This day means a lot to me, I often call it the most hopeful day, the day, when the light comes in. And I still do, even after watching and raging for the past three days at what has been going on in my country and what is going on elsewhere. I could list all the angry and insightful quotes and statements I have collected, the memes and the poster images and the cartoons, thank goodness for nasty cartoons. But instead, I look out over the hoar frosted garden, bright sunlight, the birds picking through the handful of nuts and seeds on the patio table, the squirrels racing across the lawn and into the hazel bush.
Before sunrise, I hear the blackbirds singing out their mating songs. And this is my song for today.
Today, I want to whisper in people's ears: Don't be afraid of change, because the current situation means a climate crisis, wars, inequality, noise, oppression, species extinction, oligarchy, lack of education, violence ... Nothing that is worth fighting to preserve. So you have nothing to lose by embarking on the adventure of improving the world. Do your best to separate the signal from the noise.
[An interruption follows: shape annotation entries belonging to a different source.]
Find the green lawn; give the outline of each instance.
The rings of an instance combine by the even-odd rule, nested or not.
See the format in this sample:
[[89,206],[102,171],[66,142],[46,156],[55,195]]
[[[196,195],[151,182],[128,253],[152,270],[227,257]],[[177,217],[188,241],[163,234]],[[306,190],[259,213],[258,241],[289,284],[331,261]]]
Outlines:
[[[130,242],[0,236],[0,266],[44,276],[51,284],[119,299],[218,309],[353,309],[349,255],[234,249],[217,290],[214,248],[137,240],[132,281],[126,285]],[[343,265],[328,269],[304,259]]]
We exist together. We don’t have to do any of this alone.Nandi Rose
Perhaps this is all we can give each other right now—the promise of support and camaraderie and love. There are things that will not get better—things that will be irrevocably lost—but then there are things, hopefully, that will: our care for each other. Our care for the land. Our involvement in our communities. Our capacity for love.
Getting better at loving, I think, means sitting with the hard stuff, not being afraid of it, not turning away. Maybe we can learn to undo the language of betterment in favor of something more honest and true: not I hope you feel better but I’m with you as things get worse.
Tomorrow is my sister's 70th birthday. She has been mad at me since forever, we are in a constant competition of who can come up with the best, veiled insult, the sharpest sarcastic remark, the nicest grandchild, the worst chronic pain and so on. We are both carrying wounds that will never heal. I know I owe my life to her. I knitted this pair of mittens for her. The pattern is from a book I found in a second hand shop ages ago, it's an old Estonian pattern. The book is full of wonderful mittens and socks in these traditinal techniques and patterns. I've copied every single one of them over the years. A long time ago, I knitted one of these mittens for a therapist I went to for a while. I carefully chose the softest wool and fretted over the pattern a good deal. She refused to accept them, something about professional standards, about not allowing client's work on her skin and so on. I dropped the mittens in a bin on the way home.
Anyway, that was a very long time ago. These here are the ones I sent to my sister.